We compared the recombinase efficiency of generating recombinant expression plasmids standard cloning techniques. The pDL-MSP119 (see Additional file 2) was digested with NotI and SacI and the corresponding insert (H4-1-MSP119-BTU2) was ligated into the pre-cut pH4T2 vector to obtain an rDNA-based MSP119 expression plasmid. An analogous approach was done with the pKOI plasmid. Eight clones were randomly picked and analyzed by restriction analysis. All of them (8/8) were negative and most of the pH4T2 backbones were degraded or fragmented during the ligation, transformation selection and propagation procedure. The supplementary figure 1 illustrates a typical result of such an approach. In most cases only 2–3% (one of 30 to 50 clones) carries the complete expression cassettes in a complete plasmid.
Extracts of cells that were transformed with the pKOIX-MSP119 plasmid were analyzed for expression of a 19 kDa protein fragment of the MSP1 protein. We used cell extracts of four independent stably transformed strains and compared them to the non-transformed 1868/7 wildtype strain. In all tested cell extracts the recombinant 19 kDa fragment of MSP1 (MSP119) could be detected by the specific monoclonal antibodies (mAb2.2, mAb7.5, mAb12.8 and mAb12.10 were kindly provided by Prof. McBride, Edinburgh, UK) [26,27]. In the wildtype negative control no signal could be found. The results are summarized in figure 3. In previous expression experiments we could also demonstrate that the rDNA plasmid is capable of expressing the MSP1 C-terminus (data not shown).

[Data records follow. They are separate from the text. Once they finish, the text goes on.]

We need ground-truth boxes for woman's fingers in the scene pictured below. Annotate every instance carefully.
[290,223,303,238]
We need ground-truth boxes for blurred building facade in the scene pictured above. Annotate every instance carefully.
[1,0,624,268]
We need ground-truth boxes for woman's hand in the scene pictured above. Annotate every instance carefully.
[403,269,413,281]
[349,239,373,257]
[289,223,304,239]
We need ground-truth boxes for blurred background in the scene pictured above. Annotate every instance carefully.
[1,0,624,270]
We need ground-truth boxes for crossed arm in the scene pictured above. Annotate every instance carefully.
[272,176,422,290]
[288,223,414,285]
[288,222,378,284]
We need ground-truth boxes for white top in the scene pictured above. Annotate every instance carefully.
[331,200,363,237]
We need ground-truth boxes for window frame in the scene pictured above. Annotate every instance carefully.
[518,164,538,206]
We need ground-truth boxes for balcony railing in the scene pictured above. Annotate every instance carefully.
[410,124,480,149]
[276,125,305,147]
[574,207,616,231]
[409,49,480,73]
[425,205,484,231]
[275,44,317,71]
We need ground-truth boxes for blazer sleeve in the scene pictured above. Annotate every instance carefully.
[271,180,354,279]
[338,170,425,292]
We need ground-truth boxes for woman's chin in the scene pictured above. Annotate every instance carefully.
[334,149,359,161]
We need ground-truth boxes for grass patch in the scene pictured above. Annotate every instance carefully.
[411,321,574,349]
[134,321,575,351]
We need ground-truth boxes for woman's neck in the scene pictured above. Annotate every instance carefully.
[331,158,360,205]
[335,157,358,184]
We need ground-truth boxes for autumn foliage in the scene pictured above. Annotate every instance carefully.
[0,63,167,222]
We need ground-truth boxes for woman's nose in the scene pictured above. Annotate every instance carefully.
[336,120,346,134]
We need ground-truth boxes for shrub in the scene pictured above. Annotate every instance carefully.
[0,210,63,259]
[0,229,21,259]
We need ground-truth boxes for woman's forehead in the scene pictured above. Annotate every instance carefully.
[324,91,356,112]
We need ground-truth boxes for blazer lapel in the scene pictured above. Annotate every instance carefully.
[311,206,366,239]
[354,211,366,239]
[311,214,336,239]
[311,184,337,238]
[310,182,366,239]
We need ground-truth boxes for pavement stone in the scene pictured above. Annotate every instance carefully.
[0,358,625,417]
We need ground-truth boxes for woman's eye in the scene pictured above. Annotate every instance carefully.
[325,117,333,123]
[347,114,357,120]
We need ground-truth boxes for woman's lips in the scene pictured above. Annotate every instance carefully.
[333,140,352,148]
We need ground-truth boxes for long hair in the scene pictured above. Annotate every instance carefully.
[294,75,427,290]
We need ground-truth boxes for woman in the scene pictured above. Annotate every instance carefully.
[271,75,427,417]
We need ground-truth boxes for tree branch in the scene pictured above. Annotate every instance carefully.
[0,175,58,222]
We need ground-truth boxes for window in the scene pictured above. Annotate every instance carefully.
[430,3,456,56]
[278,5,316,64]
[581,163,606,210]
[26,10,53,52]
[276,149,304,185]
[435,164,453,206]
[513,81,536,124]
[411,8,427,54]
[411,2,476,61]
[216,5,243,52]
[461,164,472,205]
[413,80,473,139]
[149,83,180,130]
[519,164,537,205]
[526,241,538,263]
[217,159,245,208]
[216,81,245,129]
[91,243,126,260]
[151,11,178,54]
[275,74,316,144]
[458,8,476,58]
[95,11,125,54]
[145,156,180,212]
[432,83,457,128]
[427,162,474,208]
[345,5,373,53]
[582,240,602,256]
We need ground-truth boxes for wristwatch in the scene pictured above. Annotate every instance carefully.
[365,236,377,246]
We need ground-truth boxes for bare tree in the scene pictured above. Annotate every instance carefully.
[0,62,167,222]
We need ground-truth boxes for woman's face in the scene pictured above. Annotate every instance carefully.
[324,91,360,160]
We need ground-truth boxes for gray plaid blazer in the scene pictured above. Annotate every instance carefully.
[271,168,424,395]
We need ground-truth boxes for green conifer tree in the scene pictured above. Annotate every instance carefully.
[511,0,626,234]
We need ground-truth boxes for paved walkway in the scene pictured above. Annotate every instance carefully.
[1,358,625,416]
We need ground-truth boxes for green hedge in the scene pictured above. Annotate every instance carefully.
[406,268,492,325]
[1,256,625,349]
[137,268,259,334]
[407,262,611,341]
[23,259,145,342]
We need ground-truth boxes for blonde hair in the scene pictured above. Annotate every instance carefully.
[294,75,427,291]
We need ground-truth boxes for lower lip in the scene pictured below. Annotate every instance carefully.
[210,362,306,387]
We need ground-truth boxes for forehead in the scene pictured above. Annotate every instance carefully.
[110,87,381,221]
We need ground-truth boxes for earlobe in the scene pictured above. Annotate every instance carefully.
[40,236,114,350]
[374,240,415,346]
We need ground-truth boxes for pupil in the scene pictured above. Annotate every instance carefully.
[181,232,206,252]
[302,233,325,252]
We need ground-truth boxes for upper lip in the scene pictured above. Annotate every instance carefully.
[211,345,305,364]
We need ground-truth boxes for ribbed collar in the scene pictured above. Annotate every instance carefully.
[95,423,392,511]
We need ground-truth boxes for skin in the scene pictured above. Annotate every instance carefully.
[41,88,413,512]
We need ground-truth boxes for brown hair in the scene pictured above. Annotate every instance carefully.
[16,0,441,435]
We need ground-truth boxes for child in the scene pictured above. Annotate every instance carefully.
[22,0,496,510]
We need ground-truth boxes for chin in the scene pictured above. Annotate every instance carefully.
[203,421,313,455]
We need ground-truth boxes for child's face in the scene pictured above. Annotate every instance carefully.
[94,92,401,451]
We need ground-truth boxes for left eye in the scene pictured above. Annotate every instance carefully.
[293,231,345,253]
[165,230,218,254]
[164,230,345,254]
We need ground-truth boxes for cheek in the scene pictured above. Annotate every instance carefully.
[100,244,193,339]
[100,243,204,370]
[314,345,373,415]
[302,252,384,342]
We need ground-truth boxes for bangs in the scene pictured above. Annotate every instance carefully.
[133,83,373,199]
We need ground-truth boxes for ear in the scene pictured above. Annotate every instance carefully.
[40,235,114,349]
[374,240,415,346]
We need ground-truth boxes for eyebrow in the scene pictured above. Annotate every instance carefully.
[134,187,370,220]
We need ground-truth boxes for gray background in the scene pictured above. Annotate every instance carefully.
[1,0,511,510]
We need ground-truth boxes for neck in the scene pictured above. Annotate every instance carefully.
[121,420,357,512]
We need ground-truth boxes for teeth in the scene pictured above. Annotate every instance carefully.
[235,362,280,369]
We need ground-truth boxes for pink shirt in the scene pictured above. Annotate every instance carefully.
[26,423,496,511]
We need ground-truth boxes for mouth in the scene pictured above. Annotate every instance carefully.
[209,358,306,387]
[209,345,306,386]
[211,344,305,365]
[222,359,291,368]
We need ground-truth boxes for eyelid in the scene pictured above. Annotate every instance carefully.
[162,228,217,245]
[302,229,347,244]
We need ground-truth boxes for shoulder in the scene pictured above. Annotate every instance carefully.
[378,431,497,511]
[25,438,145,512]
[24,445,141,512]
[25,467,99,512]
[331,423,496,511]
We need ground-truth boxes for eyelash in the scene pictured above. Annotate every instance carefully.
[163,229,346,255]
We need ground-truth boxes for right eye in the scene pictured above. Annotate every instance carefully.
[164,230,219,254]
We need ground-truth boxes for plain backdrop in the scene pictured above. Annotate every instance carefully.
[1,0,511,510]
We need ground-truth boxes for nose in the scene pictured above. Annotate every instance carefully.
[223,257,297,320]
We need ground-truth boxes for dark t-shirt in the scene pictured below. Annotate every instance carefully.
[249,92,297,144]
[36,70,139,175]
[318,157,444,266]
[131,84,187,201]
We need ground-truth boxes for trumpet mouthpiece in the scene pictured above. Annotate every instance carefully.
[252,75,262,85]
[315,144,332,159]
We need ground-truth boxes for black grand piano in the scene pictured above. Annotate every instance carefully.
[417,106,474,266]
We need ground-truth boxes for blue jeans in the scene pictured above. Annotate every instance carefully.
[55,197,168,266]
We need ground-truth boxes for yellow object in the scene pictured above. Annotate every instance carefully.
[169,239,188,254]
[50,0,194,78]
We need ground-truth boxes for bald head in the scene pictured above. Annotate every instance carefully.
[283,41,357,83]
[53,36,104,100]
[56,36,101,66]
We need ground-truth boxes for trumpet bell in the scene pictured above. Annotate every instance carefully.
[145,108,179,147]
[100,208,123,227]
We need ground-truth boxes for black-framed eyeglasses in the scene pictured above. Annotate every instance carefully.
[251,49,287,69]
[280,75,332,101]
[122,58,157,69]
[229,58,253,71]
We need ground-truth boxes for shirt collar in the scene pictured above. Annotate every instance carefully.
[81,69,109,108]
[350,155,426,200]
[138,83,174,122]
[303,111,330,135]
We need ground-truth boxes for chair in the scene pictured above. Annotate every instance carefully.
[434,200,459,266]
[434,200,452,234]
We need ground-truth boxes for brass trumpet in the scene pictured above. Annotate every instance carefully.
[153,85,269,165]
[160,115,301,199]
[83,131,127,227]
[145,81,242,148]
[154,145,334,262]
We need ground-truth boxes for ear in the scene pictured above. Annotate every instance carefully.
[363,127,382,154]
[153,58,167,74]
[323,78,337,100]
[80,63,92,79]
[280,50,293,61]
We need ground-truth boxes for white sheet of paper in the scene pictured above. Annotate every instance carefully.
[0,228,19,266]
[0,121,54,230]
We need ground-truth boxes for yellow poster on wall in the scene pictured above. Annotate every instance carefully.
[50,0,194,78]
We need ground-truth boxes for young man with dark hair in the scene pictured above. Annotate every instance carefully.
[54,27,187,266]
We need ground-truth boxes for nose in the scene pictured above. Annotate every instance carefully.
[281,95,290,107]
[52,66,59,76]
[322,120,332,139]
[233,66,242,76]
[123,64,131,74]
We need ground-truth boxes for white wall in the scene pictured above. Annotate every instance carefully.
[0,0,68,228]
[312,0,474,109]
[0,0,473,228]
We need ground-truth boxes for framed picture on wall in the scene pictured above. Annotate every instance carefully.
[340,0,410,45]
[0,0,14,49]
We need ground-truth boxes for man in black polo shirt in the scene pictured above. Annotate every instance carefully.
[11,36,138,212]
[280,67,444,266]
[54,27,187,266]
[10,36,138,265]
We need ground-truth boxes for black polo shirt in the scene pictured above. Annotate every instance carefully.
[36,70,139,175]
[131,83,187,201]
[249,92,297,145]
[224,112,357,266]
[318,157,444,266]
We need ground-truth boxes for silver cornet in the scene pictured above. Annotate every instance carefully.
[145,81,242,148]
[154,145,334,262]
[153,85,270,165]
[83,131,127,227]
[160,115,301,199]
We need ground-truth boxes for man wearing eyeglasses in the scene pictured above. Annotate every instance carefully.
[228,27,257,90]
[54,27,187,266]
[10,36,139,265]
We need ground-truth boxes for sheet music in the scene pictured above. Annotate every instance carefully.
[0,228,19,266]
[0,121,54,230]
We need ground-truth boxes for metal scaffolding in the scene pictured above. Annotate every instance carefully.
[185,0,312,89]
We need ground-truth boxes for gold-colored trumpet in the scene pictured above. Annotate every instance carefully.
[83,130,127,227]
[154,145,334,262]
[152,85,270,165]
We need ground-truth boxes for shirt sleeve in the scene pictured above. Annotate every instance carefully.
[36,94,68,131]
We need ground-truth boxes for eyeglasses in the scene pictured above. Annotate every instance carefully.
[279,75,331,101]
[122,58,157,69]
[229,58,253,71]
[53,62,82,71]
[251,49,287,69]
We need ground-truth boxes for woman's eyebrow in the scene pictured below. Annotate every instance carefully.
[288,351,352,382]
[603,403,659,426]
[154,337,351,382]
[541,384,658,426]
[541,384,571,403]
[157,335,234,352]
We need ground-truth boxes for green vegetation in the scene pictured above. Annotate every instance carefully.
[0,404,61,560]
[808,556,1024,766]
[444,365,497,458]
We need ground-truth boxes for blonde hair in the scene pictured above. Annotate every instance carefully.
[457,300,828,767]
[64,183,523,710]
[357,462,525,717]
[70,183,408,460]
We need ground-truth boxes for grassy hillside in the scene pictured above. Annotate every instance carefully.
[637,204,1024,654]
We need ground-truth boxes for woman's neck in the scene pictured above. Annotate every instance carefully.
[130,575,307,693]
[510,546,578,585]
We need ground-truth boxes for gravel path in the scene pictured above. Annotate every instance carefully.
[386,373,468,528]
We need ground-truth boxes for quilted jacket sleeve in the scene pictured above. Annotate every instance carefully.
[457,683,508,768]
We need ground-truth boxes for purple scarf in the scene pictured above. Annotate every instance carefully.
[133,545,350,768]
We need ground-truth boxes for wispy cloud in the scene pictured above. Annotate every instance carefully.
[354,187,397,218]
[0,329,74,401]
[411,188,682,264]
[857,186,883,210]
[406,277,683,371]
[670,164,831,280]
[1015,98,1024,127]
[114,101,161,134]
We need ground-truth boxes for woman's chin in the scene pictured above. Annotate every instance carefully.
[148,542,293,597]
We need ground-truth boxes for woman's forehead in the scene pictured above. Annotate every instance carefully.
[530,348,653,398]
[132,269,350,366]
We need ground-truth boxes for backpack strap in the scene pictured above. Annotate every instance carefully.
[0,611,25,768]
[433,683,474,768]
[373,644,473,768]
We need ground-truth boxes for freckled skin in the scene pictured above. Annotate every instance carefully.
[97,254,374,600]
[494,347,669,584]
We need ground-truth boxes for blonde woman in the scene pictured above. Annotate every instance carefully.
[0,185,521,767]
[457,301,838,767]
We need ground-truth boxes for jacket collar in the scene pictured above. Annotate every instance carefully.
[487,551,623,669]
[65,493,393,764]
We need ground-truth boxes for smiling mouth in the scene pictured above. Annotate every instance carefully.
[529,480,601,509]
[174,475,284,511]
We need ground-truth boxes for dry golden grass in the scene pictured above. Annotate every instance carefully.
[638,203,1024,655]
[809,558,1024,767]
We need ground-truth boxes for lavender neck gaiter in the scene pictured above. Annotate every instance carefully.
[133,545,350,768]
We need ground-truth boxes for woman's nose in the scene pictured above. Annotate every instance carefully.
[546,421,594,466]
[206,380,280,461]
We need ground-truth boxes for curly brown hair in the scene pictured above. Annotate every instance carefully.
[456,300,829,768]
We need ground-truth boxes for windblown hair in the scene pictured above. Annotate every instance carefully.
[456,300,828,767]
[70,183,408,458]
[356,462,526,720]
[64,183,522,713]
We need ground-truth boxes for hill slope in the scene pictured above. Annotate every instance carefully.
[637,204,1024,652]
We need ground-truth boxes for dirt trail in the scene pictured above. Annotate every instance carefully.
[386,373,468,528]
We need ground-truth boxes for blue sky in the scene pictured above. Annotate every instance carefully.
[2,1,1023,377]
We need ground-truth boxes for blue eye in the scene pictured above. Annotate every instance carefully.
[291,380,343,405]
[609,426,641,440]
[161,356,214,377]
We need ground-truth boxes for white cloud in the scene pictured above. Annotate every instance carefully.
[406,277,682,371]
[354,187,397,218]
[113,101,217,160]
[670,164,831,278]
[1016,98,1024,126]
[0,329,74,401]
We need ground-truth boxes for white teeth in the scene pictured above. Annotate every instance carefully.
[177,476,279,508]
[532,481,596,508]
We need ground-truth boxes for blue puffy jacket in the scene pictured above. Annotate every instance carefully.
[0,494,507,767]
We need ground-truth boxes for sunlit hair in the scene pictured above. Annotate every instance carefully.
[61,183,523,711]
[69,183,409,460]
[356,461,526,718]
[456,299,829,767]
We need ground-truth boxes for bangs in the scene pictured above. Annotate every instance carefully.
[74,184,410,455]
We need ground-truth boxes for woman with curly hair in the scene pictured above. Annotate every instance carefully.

We attempted to confirm the Cre-recombinase dependent cloning by using a second independent expression module. Therefore pAX and pKOIX constructs that carry the bsdR expression cassette (pAX-bsdR, pKOIX-bsdR) were transformed into conjugating and vegetative T. thermophila wildtype strains according to protocols previously described. The transformants (clone1- clone10) were cultivated in SPP-medium supplemented with thymidine and increasing concentrations of paromomycin (figure 4B) to ensure a stable propagation of the clones. The same clones were cultivated in SPP-medium without antibiotics (figure 4A). In a second step we performed a blasticidin growing assay and switched the antibiotic from paromomycin to blasticidin (figure 4C) or applied both antibiotics in parallel. In all experiments the wildtype (WT) that did not contain a resistance gene died within 2–5 days. As expected the mock transformant (MT) that only carried the neo2 cassette (resistance against paromomycin) died when blasticidin was added to the SPP-medium (bsd antibiotic control).
Interestingly, we observed that the pKOIX-bsdR transformants were more stable when compared to the pAX clones (figure 4D). Eight out of the ten analyzed independent pKOIX-bsdR clones are resistant against both antibiotics. In contrast to that only ~30% of the pAX clones (3/9) displayed both resistances. This is probably due to recombination events between the rDNA plasmids backbones and/or due to the very similar architecture of the neo2 and bsdR resistance cassettes (see figure 1). In summary these results illustrate that the Cre-dependent modular donor plasmids in combination with the recently described knock out/knock in concept (pKOIX) provides an easy and sustainable system to establish a resistance testing tool.